The novices themselves presented their provinces, so that an impressive panorama of the various fields in which the Dominicans preach in Europe unfolded. This was complemented by not only in-depth, but also often very witty and humorous presentations by famous, especially contemporary personalities from the provinces. The novices also got to know rather unknown personalities outside the provinces, such as St Gabriel Harty, OP (1921-2019), who preached the rosary, so that in over a hundred of factories men reciting the rosary at 12 o’clock, the Dominican Tertiar blessed Sr. Osanna of Cattaro (1493-1565), who give her life 50 years reclused in cell, not only praying, but also counseling people and mediatoring for peace, or the polish cooperator brother fr. Gwala Torbinski, the ‘silent preacher’ as sacristan and librarian.

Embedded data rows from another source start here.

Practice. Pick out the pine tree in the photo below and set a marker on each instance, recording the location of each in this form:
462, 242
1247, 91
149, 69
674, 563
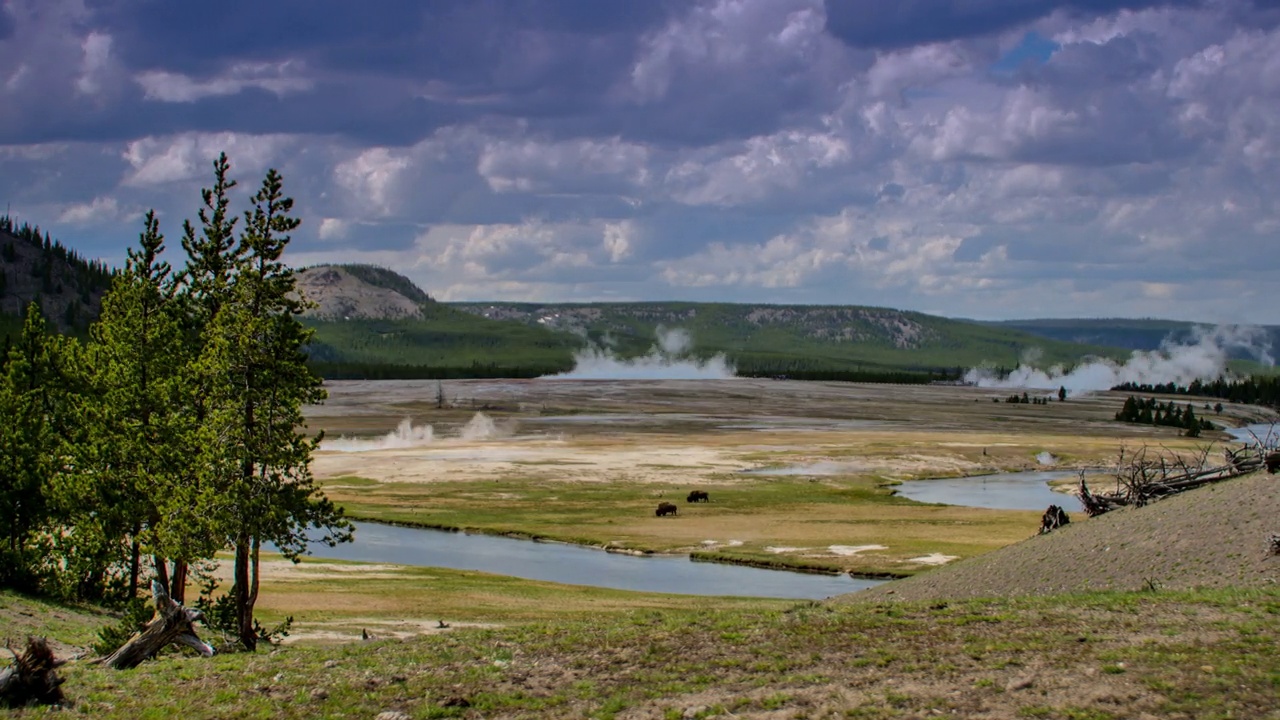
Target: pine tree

All this was supplemented by impulses from Dr Claire Rousseau, who presented the iconography of St Dominic with often very unusual depictions: a baroque one, such as the one with a monkey and a little devil who want to distract him from his studies, or a late medieval Dutch depiction of the saint, where Christ and Mary are tilling and watering the vine. A lively discussion developed following the lecture by Fr Bernardo Sastre Zamora, OP on the School of Salamanca, for example on the question of whether our time also has nominalist tendencies that are worth confronting, as the friars of the School of Salamanca attempted to do at the time. This lecture foreshadowed the time of study that was soon to come for the novices – and showed the novices’ anticipation and interest in this time.
All in all, it was an extremely rich and joyful meeting, which, in the richness that is visible in the European novitiates, gives hope for the Dominicans in Europe.